GPU Memory Deallocation and Frequency Scaling are not workin

Hello,

I’m using the PGI Compiler 14.7 and 14.9 to compile OpenACC Code for a Nvidia Tesla GPU. The problem refers to my problems I’ve already written in this Thread:
https://forums.developer.nvidia.com/t/runtime-error-caused-by-dynamic-loading-of-2-shared-objects/134200/1

The problem is that the GPU memory doesn’t get deallocated after the execution.
The Memory gets only deallocated when the program terminates.
Now I’ve recognized that the frequency scaling on the GPU is also not working. That means the GPU frequency is reduced if the program terminates but not after the GPU Kernel is executed. As you can imagine this is very bad for the idle energy consumption of the GPU.

Here is an example of my OpenACC Code:

int32_t init_gpu(int32_t val) {
	int32_t value[2];
	value[0] = val;
	value[1] = -1;
	
	int32_t size = 2 * sizeof(int32_t);
	
	int32_t *d_value = acc_malloc(size);
	
	acc_memcpy_to_device(d_value, value, size);

	#pragma acc kernels deviceptr(d_value)
	{
		d_value[1] = d_value[0] - 1;
	}
	
	acc_memcpy_from_device(value, d_value, size);

	acc_free(d_value);
	
	return value[1];
}

I’m compiling this Code with the follwing command into a shared object:

pgcc -acc=verystrict -ta=tesla,cuda5.5 -O0 -Minfo -fPIC -c -o init_gpu.o ../gpu/init_gpu.c
pgcc -acc=verystrict -ta=tesla,cuda5.5 -O0 -Minfo -shared -o libinitgpu.so init_gpu.o

This shared object is called via dlopen and dlclose from a Java application with a JNI wrapper.
During the execution the nvidia-smi tool shows that 65 MiB are allocated for the Java process on the GPU until the Java process is terminated.
And the GPU core frequency is 700 MHz and the memory frequency is 2600 MHz but it should be 324 Mhz if nothing is executed on the GPU.

I’ve also tried to call the shared object from C Code and used other OpenACC directives.

There needs to be a way to free the memory on the GPU without terminating the complete program.

Has someone an idea why this isn’t working?

Chris

Hi Chris,

Apologies for such a late reply. I was away at a conference last week and missed seeing your post.

My best guess is that it’s not that the memory isn’t being free’d, rather that the device context is still open.

Can you try calling “acc_shutdown” once you’re done using the device?

  • Mat

Hi Mat,

thanks for your answer. This time I’m a little bit late with my reply.

Your guess is right. It works if I use acc_shutdown to close the device.
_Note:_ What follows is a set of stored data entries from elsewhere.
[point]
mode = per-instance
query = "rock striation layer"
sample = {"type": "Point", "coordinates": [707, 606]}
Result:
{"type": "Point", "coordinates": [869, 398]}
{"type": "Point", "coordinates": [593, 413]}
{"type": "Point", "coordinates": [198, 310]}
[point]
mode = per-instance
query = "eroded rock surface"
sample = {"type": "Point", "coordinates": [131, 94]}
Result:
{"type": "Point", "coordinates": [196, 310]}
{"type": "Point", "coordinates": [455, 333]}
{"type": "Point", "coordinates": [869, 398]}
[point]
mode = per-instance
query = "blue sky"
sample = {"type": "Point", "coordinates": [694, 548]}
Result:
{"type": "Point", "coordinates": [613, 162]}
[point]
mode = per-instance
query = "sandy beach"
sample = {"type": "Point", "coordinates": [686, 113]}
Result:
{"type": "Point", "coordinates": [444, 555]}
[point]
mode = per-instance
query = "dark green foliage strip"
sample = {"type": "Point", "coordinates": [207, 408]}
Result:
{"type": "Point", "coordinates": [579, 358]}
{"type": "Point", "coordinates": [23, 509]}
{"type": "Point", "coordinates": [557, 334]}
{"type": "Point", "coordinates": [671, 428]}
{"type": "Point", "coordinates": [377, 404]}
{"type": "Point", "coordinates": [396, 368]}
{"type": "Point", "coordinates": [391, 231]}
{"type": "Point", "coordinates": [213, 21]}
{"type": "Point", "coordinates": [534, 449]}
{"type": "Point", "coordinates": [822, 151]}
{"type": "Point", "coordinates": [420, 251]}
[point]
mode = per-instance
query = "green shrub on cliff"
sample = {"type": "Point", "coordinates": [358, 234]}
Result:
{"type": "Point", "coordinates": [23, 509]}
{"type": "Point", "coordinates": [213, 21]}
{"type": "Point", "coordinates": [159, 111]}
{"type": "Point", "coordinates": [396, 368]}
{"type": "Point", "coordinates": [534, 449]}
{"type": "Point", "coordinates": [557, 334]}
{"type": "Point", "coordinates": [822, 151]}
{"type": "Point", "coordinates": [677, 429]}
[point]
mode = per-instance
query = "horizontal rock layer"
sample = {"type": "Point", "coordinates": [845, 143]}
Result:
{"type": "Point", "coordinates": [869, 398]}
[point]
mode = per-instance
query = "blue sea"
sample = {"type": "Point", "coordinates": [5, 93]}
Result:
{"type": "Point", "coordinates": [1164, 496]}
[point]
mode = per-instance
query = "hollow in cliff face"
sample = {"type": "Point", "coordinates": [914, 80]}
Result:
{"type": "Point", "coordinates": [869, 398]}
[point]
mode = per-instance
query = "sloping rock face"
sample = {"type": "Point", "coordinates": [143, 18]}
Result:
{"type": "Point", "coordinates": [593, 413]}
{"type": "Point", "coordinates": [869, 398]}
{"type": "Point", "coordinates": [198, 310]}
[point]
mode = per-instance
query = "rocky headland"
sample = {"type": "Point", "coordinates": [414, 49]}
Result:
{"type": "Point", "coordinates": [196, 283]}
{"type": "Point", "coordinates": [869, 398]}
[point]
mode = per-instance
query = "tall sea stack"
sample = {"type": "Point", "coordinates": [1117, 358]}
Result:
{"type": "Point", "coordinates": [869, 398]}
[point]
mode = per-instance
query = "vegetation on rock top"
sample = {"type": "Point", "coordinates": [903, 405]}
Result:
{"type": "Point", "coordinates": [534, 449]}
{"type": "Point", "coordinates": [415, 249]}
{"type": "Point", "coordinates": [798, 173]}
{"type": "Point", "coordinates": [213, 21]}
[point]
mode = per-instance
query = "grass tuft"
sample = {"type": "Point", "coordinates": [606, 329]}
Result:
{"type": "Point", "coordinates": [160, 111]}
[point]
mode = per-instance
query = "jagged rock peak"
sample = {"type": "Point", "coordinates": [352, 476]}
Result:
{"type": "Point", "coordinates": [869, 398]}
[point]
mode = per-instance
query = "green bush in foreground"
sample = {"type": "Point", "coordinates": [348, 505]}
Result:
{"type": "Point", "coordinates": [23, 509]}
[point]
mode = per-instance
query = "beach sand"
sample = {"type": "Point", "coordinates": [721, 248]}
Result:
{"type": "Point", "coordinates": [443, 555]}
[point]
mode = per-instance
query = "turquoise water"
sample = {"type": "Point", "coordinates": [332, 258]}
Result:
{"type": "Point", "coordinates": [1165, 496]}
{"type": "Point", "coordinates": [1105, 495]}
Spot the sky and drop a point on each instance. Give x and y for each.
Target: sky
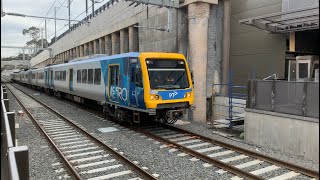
(12, 26)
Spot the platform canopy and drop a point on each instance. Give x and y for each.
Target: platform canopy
(289, 21)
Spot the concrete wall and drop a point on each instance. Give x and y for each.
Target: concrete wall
(118, 17)
(287, 133)
(253, 51)
(221, 109)
(215, 40)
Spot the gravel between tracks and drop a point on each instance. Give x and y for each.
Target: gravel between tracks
(41, 155)
(148, 152)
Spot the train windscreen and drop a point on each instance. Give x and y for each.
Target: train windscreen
(167, 74)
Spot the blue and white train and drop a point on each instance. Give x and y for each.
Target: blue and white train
(128, 86)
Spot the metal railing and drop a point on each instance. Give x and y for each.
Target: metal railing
(235, 95)
(289, 97)
(14, 159)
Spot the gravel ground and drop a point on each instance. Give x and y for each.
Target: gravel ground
(41, 156)
(159, 160)
(206, 130)
(156, 160)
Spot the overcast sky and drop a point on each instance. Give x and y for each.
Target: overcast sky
(12, 26)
The problem is that it takes a long time to initialize the GPU again after I’ve called acc_shutdown. Most of my GPU kernels run only a few seconds.
I cannot achieve any speedup in comparison to the CPU if I call acc_shutdown after every kernel execution.

Chris

Yes, it takes about a second per device to power the GPU back up. Unfortunately there’s not much that can be done. You’ll either need to keep the device powered up and use the extra power, or power it down and take the performance hit powering it back up each time.

  • Mat

I have to ask once again because it sounds a bit strange to me.
The GPU frequency is slowed down only if I have closed the device context and it is completely normal that the memory gets free’d and usable for other GPU kernels only if I close the device context?

Chris

The current Tesla GPUs don’t throttle the frequency, rather the device is put into a stand-by state and powered down when the context is released.

Newer Maxwell based GeoForce devices have GPU Boost 2.0 which does do adaptive frequency modulation but this is not available yet on Tesla.